WICHITA, Kansas — Democratic Representative Ed Trimmer is calling for correction at the Kansas Department for Children and Families, or DCF, after KSN’s five-month long investigation into case response time aired Tuesday night.

Our investigation revealed concerning information about the events that led up to the December 2014 death of 10-year-old Wellington boy, Caleb Blansett.

Rep. Ed Trimmer, who represents state district 79, which includes a portion of Winfield, said that after viewing our story, he believes Caleb Blansett’s death “could have been avoided.”

“If we had had a quicker response and we had case workers that had lower case loads so they could more easily work these cases, there might have been greater attention paid to this case,” said Rep.
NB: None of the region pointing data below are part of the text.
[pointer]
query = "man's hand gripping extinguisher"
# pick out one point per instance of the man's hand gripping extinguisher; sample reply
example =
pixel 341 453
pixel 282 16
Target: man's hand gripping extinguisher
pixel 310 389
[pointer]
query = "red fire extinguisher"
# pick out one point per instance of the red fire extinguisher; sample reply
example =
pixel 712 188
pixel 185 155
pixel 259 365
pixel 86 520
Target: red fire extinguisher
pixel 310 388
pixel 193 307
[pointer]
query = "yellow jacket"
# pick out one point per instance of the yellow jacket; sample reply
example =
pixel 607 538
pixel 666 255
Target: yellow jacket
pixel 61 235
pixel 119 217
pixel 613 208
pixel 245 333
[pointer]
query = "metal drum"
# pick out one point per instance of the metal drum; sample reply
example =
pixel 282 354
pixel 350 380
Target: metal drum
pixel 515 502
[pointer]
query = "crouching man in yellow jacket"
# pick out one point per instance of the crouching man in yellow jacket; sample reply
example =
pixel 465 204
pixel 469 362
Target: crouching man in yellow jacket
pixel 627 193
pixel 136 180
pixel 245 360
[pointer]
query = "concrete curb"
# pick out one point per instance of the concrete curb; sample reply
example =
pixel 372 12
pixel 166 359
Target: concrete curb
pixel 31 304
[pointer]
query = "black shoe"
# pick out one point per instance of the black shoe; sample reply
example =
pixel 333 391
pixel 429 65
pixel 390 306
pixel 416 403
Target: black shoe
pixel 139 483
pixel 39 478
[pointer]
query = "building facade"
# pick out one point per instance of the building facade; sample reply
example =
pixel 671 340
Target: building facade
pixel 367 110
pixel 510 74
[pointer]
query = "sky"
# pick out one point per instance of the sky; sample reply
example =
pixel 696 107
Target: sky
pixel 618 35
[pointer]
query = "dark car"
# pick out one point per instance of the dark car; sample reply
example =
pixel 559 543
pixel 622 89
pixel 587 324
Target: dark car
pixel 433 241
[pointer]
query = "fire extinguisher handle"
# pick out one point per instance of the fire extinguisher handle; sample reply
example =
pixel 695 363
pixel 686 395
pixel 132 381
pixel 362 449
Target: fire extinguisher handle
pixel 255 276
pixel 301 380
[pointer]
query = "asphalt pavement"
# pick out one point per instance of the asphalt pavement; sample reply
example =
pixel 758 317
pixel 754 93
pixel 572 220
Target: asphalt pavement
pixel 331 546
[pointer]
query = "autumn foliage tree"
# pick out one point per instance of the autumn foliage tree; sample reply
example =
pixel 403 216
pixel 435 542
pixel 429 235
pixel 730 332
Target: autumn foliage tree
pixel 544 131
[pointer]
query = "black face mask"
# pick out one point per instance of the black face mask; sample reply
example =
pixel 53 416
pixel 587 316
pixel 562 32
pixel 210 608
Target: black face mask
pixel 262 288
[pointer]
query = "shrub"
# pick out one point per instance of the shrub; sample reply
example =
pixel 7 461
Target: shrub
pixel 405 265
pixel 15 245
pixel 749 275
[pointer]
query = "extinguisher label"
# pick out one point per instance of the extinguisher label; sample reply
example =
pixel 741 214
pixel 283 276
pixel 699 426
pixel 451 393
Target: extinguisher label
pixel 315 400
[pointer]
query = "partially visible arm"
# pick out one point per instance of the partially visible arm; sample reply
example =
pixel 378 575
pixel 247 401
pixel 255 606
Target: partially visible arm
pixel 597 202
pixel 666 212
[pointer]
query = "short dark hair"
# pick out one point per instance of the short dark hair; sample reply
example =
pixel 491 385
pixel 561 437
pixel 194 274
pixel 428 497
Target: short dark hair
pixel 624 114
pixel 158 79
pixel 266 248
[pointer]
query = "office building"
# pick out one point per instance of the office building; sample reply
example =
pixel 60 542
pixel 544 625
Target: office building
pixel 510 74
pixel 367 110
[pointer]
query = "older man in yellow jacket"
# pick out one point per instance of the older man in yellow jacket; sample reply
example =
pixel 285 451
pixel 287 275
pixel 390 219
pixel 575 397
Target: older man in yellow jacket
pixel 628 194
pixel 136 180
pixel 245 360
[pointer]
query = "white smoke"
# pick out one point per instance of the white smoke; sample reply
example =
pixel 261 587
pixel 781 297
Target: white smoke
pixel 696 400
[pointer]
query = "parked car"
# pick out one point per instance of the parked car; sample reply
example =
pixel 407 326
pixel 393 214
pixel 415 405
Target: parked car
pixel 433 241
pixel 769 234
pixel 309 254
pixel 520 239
Trimmer.

Trimmer spoke with KSN News via FaceTime on Wednesday, while attending legislative meetings in Topeka.

“People get neglected and this is an extreme example of that,” said Trimmer.

The constituents Trimmer represents have alerted him to concerns about staffing problems at DCF, especially after the state closed down the Wellington office, then SRS, in 2011 and moved it to Winfield.

“The case workers really have had a huge increase in their case loads and it makes it very difficult to function,” he said.

State lawmakers, faced with the difficult task of tackling the current budget, has led to funding cuts to core services across the state, including the Department for Children and Families.

Trimmer tells KSN, for DCF, it has meant an overwhelming case load, possibly even resulting in delayed response times.

“They need to be taken seriously and acted upon immediately,” Rep. Trimmer said, referring to allegations of abuse and/or neglect. “So that we don’t have these lag times that you talked about in your article.”

Rep. Trimmer says the state of Kansas must learn from Caleb’s tragic death.

“We need to avoid these things. This is tragic, but, if we don’t learn from this, then, we don’t move forward,” said Trimmer.

Trimmer also called attention to necessary transparency changes at DCF, and across the state.

“I hope that the department will be more transparent on what really happened in this situation so we can look at efforts to correct these kinds of problems before they happen in the future,” said Rep. Trimmer. “There needs to be more transparency, and that’s a growing problem, I think, in Topeka right now.”

KSN reached out to the cabinet-appointed secretary for DCF, Phyllis Gilmore, asking for comment on our investigation and requesting an on-camera interview. As of air time Wednesday, we have not yet heard back.